It’s nice to see the step of subtracting the mean mentioned in the context of manual PCA vs Scikit-learn’s implementation. It’s also nice to see an example of reconstructing data using just some (one) of the components. It’s an absolute waste of page count, though, to do this both for the manual approach and using Scikit-learn’s implementation.
Chapter 5 Autoencoders
This could be quite an exciting chapter, I thought, and the de-noising example is impressive. For a target audience that has rather painfully been walked through some tedious calculations before, we’re now given a rather blithe mention, pretty much in passing, of activation functions, vanishing gradients, dead cells and bias. We then plot the form of some activation functions. I’d be interested in whether the stated target audience really quite follows what activation functions actually do.
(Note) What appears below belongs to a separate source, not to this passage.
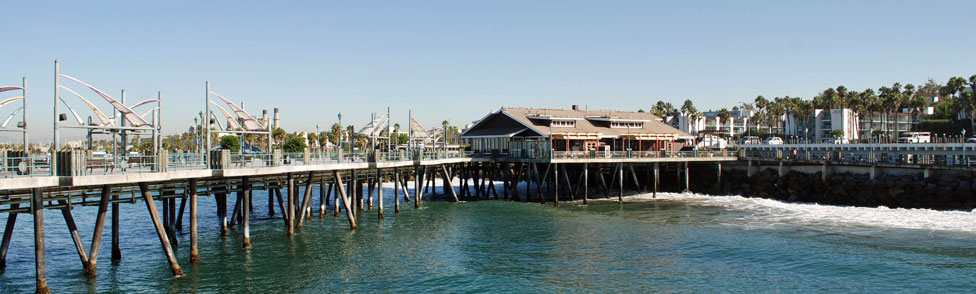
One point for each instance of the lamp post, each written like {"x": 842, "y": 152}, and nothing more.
{"x": 962, "y": 141}
{"x": 196, "y": 130}
{"x": 445, "y": 139}
{"x": 341, "y": 130}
I’ve seen much, much better introductions to the basic mechanics of neural networks. I can certainly see an argument can be made that this isn’t the place for an introductory course on the topic, but again it feels that the authors are trying to compensate for the omission of foundational theory by manually performing some calculations and plotting the results. Also, this consumes quite a few pages.
I can’t help but wonder if a more constructive approach might not have been simply to say something along the lines of the following:
Here’s a generic neural network that extracts features before then producing an output of class labels. But instead of aiming to produce an output that agrees with known class labels, we can instead define our output layer to be the same dimensionality as the input layer and aim to produce an output that matches the input as closely as possible. How is this useful? We’ve said that the intermediate part of the network is performing feature extraction. By defining the desired output to be something that closely matches the input, we’ve essentially performed dimensionality reduction. By breaking the network apart at that intermediate layer, therefore, we have access to that reduced dimension representation of the data (that then subsequently encodes a maximal amount of information).
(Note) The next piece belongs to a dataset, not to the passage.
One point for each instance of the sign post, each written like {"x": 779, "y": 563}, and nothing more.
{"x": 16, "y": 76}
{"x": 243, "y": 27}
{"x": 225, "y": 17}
The many pages of using keras to build a classifier feels incongruous in a book about unsupervised learning, especially given the sparse treatment of neural networks to this point.
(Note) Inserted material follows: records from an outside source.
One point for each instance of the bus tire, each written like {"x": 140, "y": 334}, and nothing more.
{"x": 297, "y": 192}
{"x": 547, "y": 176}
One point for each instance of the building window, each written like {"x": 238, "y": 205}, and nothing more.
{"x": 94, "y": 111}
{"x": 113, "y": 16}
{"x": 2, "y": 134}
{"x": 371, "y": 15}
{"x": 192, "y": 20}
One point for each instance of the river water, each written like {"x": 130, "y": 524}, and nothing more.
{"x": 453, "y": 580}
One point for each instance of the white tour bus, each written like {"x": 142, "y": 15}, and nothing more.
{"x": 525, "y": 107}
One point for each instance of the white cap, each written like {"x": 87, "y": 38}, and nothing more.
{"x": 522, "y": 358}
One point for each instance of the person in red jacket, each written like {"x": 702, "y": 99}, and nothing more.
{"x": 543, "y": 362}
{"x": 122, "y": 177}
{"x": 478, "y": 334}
The first page introducing autoencoders is a worthy entry in and of itself. It succinctly summarises what autoencoders are as well as the two main stages. One is tempted to suggest ditching the preceding pages of this chapter without any great loss to the narrative on unsupervised learning. At the end of the section on autoencoders (page 198), if the reader has followed the keras UI then they’ll have an idea what the two autoencoder networks are doing, and how they differ. Again, it feels that this could have been done without the preceding half of the chapter.
It’s nice to see convolutional neural networks introduced, and it’s also nice to see the improvement in reconstructed image quality. That this is after the reader has suddenly, and briefly, had maxpooling and upsampling thrown at them is unfortunately typical of this book’s approach.
Chapter 6 t-SNE
“The Student’s t-distribution … is often used in the Student’s t-test.” Erm… Funny that.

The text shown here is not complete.